Rather, the study found, directors “pay considerable attention to important stakeholders – particularly their workforce – and take the interests of these groups into account as part of their long-term business planning.” These findings beg the question: Were shareholders ever priority number one?

Were Shareholder Ever a #1 Priority?

Study participants were asked about the importance of stakeholder interests relative to shareholder interests when it comes to boards and the long-term management of corporations. It may be unsurprising that only slightly more than half the surveyed directors (55%) rated shareholder interests as more important than stakeholder interests in this context. In fact, only 23% of the surveyed directors considered shareholder interests significantly more important than stakeholder interests.

Almost a full third of respondents reported that shareholder and stakeholder interests were equally important to them. Consider one participant’s response as captured in the report: “Broadly, my role as an independent board member [involves] strategic oversight and management accountability. In each of those cases, we have to take into account many impacted parties [not just shareholders].” For more than a few of you reading these words, these respondents could be representative of some or all your own board’s directors.

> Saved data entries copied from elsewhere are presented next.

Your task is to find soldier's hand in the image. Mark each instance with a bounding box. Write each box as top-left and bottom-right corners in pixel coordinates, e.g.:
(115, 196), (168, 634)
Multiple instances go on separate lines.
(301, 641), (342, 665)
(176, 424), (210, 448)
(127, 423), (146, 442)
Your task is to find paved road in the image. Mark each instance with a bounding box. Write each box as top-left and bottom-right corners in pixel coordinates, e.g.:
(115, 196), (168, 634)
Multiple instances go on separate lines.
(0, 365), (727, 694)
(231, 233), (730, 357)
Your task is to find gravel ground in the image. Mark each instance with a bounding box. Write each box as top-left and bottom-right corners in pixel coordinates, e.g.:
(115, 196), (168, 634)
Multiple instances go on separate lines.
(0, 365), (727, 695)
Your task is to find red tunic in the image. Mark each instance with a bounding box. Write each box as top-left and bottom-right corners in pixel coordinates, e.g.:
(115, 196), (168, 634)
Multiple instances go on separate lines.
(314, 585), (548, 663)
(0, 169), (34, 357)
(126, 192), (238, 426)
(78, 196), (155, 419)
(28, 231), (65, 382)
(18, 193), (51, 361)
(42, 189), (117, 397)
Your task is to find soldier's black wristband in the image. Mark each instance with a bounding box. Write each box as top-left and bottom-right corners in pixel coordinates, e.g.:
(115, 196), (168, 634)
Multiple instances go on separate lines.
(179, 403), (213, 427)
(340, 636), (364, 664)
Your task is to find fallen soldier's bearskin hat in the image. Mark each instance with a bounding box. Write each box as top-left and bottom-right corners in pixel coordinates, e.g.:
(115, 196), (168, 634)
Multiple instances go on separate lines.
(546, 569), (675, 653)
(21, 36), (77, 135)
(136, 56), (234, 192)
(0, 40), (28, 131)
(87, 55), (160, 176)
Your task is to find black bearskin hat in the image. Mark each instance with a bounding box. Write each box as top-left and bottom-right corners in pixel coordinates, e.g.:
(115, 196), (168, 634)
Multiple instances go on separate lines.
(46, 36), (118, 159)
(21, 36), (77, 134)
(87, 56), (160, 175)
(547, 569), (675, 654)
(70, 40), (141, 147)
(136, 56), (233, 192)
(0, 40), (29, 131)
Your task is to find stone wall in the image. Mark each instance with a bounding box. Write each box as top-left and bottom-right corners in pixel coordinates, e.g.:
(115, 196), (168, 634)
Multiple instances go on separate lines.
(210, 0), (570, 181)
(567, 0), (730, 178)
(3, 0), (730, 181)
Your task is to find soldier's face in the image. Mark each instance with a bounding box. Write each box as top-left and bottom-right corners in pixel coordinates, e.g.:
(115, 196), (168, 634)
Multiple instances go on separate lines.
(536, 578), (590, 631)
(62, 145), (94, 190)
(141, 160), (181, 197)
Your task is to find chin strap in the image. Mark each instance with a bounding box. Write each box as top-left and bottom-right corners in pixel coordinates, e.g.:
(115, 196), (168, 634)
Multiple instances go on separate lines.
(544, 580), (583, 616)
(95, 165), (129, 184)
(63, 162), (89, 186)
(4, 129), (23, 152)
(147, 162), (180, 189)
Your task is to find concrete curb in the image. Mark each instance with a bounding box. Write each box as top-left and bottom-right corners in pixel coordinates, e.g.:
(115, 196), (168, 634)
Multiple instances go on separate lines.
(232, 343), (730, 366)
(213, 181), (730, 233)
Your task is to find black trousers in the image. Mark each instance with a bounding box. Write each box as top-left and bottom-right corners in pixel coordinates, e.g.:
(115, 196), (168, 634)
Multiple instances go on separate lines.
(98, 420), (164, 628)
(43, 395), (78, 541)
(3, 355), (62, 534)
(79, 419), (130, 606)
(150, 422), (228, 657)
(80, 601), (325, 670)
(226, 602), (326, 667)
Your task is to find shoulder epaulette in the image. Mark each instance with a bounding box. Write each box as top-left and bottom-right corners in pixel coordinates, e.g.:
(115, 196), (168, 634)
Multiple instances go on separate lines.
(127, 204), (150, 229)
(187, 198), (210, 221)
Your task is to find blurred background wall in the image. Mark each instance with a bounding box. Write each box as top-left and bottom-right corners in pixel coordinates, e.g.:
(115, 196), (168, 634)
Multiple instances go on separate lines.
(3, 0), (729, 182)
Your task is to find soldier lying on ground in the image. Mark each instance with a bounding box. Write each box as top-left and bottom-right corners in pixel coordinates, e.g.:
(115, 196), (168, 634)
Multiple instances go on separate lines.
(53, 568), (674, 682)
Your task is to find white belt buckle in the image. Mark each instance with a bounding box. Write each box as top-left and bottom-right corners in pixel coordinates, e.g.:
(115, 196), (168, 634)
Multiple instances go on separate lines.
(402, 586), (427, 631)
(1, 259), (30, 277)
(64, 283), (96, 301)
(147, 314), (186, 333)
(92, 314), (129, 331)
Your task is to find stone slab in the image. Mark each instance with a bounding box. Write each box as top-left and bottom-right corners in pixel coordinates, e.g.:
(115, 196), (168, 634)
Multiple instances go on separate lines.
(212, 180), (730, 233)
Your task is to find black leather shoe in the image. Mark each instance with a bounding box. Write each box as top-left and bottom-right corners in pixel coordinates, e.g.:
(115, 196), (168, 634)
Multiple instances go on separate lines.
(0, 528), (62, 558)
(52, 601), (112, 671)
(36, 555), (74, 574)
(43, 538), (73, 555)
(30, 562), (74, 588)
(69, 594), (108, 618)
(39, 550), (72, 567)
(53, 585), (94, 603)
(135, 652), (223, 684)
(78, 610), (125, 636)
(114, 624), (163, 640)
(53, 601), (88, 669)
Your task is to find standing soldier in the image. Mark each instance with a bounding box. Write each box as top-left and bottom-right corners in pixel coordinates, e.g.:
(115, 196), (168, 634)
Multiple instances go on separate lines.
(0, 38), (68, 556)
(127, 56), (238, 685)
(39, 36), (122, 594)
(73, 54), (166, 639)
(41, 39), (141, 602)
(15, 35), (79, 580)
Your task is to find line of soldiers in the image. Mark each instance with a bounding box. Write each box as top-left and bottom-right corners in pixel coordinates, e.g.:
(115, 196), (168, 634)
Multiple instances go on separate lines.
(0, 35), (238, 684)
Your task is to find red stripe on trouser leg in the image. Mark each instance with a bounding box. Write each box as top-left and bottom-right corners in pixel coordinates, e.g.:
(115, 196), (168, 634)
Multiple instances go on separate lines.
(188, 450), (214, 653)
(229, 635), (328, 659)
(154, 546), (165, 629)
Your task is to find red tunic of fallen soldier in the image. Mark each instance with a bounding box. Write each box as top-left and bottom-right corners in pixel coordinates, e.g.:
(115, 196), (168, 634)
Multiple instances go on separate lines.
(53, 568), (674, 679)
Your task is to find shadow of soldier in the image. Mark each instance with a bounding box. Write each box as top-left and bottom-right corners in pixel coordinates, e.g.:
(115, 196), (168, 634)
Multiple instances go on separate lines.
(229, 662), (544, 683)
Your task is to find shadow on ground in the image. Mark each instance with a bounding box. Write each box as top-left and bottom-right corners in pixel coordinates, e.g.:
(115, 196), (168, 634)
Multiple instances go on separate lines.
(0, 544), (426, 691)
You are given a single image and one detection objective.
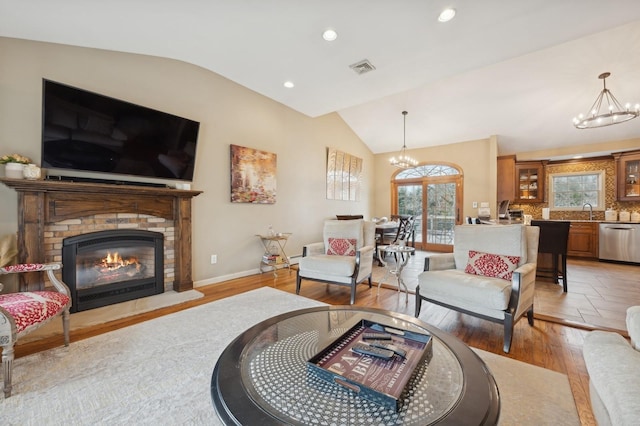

Who are these stakeholders to whom directors are paying attention? Diligent and the Rock Center for Corporate Governance asked directors which stakeholders play a key role in, or are impacted by, their company’s daily operations and long-term strategy. A full 87% of the directors identified employees. More than one director spoke to the relevance of employees’ interests in the context of shareholder returns. One respondent observed, “If you’re not responding to the needs, wants, and interests of employees, I guarantee customers will suffer. They’ll respond in way[s} that are negative to the business, and your investors will suffer. This is an ecosystem that is interrelated.” Another put it this way: “If you treat your employees terribly, have a lousy culture, and are not competitive in compensation, how are you ever going to achieve shareholder returns?”

What about other stakeholders? In descending order of the percentage of directors who identified them, these include community groups (cited by 51% of respondents), local government (38% of respondents), the public at large (38% of respondents) and “other” (24%). Trade unions were identified by 14% of the surveyed directors, as were non-government organizations (NGOs) and advocacy groups.

It’s worth noting that 60% of the surveyed directors said they believed their largest institutional shareholders really do care about the interests of such stakeholders. Only 23% had a contrary view, while 17% said that they didn’t know.

Shareholder & Stakeholder Interests

What about competing shareholder and stakeholder interests? When asked if their largest institutional shareholders believe that a conflict exists between their own interests and those of stakeholders, 52% of the directors said no. More than a quarter, 28% of respondents, said that they didn’t know. Twenty-one percent of the surveyed directors answered affirmatively. In other words, one in five said they believe that meeting the needs of these stakeholders comes at the cost of lower shareholder value.

One director cited in the report said that, while institutional shareholders’ pressure is valid, “…they are not as close to the business as the management team and the board. So, while their perspective is important, they shouldn’t drive a decision that otherwise wouldn’t be reached by management and the board.”

Another put it this way: “The board is not under obligation to do what [shareholders] ask, but they are under obligation to listen, and they have the obligation to communicate. This is more of a two-way street than ever before.” If you think that your shareholders or your colleagues who are not part of the executive team would be surprised by the results of this study, then perhaps it’s time for a conversation with your board chair as to whether the importance and scope of board communications might find its way onto a 2020 board agenda.